The findings were determined based on mortgage purchase market growth projections and the percentage of first-time buyers in the agency and government purchase markets against the amount of consumers who do not have a mortgage, and come following Fannie Mae’s recent addition of “trended data” to its underwriting process. Trended data offers “dynamic perspective,” according to TransUnion, to mortgage lenders who have been limited to reviewing only “static” information—a credit card balance, for example, does not reveal the habits surrounding the balance.
 
The results of the study indicate the use of trended data in credit reports could be a boon for the tens of millions of first-time homebuyers expected to enter the market, qualifying them for more favorable mortgage terms.
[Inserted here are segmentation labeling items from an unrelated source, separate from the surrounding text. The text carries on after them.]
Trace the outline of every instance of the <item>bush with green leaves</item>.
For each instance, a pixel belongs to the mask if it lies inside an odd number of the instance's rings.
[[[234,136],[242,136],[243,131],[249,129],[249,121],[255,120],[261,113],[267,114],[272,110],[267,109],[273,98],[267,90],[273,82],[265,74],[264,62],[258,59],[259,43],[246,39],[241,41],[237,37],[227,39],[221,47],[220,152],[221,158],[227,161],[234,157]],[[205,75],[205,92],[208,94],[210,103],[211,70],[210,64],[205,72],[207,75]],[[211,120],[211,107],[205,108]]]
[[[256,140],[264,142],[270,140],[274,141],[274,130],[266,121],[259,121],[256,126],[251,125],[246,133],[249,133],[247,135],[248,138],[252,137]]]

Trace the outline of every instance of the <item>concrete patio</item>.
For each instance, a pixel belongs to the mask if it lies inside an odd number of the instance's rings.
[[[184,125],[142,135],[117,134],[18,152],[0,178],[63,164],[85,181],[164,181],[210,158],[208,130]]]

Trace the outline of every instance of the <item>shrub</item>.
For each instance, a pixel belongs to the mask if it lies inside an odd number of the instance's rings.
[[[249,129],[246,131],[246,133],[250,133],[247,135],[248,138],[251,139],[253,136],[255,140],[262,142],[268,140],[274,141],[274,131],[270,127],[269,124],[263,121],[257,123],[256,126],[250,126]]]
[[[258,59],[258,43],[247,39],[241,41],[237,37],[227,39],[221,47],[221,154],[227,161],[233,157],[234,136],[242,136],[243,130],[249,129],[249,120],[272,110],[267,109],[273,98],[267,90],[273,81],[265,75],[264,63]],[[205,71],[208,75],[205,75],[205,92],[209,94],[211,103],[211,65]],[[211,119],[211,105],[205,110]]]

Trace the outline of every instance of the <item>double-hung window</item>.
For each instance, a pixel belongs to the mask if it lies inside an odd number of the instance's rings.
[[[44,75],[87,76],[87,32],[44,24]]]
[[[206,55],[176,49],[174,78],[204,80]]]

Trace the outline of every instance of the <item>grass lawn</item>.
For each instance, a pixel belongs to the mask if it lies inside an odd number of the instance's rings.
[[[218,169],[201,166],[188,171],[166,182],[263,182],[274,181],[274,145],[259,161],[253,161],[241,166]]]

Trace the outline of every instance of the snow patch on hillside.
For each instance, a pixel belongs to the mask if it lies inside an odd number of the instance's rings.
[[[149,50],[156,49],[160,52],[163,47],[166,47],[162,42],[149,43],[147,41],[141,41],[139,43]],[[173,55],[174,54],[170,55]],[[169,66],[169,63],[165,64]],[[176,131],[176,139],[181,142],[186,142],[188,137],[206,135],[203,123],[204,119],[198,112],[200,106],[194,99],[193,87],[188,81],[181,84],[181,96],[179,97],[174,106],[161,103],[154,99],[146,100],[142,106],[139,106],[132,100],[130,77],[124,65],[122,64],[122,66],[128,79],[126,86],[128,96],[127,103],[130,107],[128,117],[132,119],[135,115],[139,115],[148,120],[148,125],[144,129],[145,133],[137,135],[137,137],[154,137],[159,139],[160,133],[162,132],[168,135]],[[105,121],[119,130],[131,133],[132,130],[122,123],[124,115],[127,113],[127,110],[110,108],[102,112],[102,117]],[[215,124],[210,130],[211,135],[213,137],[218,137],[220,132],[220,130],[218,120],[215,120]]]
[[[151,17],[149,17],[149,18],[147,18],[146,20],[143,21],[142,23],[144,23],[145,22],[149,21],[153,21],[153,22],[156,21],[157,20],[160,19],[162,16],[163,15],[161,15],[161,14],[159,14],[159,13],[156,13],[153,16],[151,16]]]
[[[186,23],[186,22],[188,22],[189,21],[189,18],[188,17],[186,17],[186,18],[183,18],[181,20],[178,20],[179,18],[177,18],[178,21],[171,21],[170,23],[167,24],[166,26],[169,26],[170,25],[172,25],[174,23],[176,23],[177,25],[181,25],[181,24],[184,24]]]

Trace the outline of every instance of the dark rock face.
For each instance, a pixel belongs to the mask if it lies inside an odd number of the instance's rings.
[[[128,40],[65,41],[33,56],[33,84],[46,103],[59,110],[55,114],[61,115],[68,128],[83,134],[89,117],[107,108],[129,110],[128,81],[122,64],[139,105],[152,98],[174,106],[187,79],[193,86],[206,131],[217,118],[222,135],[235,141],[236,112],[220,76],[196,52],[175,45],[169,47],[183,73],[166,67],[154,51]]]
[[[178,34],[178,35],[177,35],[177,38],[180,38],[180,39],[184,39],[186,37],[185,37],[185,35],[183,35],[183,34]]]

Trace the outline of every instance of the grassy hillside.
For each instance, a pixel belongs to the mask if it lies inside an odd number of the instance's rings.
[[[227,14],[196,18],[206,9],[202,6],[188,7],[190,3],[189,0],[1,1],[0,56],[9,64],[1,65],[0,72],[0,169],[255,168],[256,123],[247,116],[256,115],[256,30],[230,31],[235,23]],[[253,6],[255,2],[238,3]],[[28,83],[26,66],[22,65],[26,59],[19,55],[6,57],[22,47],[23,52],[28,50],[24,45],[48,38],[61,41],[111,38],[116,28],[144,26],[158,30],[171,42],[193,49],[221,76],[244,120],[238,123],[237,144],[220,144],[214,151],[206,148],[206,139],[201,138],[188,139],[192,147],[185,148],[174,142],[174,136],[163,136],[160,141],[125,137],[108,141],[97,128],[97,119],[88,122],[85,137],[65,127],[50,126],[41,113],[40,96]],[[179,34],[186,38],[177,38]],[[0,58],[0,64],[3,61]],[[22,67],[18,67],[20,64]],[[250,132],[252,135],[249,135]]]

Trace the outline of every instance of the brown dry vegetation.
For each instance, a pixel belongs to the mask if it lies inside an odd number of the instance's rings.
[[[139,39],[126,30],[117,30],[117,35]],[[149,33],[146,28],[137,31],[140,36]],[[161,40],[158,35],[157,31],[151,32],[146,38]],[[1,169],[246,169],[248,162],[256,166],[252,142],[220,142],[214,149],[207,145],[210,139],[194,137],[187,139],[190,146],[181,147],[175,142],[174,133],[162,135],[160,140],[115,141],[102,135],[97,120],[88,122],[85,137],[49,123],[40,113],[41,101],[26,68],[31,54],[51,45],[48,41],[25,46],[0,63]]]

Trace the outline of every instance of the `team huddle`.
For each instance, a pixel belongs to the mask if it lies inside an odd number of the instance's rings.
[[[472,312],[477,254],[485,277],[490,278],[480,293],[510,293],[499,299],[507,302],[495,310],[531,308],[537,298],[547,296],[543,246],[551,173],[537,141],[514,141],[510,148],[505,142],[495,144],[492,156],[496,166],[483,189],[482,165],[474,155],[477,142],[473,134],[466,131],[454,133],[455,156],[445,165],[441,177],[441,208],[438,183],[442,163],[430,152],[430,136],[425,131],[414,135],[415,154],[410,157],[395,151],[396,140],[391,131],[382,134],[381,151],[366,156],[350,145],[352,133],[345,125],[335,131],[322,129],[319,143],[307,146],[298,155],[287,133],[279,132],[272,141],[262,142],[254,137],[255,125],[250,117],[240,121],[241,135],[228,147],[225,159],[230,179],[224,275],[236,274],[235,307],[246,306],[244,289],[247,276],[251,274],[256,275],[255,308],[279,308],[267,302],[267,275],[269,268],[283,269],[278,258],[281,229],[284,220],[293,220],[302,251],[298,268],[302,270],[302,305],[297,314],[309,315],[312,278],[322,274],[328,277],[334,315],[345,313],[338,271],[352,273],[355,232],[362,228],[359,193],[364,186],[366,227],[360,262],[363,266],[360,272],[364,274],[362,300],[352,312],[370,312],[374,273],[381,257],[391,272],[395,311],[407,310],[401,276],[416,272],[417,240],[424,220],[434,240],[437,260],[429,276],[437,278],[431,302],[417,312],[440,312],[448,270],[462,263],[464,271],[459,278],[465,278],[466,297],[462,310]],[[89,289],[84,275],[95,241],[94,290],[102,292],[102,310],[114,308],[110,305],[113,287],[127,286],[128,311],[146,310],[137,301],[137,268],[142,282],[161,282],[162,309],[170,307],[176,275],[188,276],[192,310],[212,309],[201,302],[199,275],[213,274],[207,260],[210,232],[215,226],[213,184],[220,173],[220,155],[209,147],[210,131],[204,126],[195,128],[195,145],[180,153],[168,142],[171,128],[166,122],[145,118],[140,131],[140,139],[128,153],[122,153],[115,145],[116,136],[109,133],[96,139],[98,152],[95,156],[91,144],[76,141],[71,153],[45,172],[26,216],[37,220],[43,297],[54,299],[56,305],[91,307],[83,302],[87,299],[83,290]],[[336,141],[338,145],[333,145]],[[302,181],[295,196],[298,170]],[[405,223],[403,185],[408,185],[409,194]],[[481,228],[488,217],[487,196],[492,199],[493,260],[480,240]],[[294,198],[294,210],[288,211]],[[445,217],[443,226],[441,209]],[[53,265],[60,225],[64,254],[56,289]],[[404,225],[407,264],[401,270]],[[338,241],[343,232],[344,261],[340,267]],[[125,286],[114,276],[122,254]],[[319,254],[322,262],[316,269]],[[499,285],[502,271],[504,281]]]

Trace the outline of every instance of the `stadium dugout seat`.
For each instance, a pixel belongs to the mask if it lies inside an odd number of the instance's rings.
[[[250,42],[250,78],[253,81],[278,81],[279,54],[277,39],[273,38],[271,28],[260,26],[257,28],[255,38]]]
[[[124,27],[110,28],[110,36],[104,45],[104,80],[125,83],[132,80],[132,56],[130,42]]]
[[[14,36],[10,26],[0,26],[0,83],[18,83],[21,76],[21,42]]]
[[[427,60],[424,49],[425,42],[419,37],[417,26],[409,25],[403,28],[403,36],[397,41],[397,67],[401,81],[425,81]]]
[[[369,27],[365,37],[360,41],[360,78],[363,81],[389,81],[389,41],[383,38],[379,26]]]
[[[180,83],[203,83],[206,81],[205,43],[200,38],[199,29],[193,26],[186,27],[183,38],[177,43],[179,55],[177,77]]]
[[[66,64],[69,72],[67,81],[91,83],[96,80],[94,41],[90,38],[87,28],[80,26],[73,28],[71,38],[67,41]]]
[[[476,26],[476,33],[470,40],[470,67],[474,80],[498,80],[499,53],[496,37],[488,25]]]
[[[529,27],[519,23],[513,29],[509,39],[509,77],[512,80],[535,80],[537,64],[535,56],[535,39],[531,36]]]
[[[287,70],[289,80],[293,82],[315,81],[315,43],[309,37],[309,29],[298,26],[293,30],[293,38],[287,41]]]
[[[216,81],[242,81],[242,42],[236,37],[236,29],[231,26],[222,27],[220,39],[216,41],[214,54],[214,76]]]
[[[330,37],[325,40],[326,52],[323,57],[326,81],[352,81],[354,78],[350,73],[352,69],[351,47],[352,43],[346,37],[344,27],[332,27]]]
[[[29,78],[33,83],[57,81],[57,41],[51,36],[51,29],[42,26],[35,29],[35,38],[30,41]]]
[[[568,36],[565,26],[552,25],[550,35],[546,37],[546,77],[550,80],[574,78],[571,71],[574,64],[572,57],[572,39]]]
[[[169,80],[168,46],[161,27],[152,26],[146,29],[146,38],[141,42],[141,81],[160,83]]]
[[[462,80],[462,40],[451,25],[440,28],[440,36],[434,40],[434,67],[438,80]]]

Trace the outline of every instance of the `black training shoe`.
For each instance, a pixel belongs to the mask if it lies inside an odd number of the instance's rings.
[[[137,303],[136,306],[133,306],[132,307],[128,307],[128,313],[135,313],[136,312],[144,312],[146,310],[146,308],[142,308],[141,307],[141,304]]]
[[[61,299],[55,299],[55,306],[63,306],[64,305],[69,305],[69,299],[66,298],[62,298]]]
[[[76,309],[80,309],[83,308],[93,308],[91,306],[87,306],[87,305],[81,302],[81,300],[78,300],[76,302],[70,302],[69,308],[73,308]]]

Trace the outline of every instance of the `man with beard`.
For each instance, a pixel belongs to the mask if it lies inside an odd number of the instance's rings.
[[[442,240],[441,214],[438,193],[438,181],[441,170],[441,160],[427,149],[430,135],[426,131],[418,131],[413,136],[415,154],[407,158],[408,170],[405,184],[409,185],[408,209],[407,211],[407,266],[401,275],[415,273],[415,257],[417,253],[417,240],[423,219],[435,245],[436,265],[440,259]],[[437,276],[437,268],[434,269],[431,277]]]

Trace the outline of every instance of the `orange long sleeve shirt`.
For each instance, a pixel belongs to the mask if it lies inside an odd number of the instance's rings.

The potential difference in cost of a 30-year $200,000 mortgage, TransUnion illustrates:
 
Super Prime
Interest Rate: 3.75 percent
Monthly Payment: $926
Total Interest Paid: $133,443
 
Near Prime
Interest Rate: 4.25 percent
Monthly Payment: $984
Total Interest Paid: $154,197
 
Subprime
Interest Rate: 8 percent
Monthly Payment: $1,458
Total Interest Paid: $328,310
 
“Our projection of millions of first-time homebuyers comes at a time when consumers may see increased benefits from the use of trended data in the underwriting of Fannie Mae loans,” said Steve Chaouki, executive vice president, head of the Financial Services Business unit at TransUnion, in a statement on the study. “Through the use of trended data that allow lenders to view a consumer’s payment behavior over a period of time, we believe many consumers could qualify for better loan rates—possibly saving them tens of thousands of dollars.”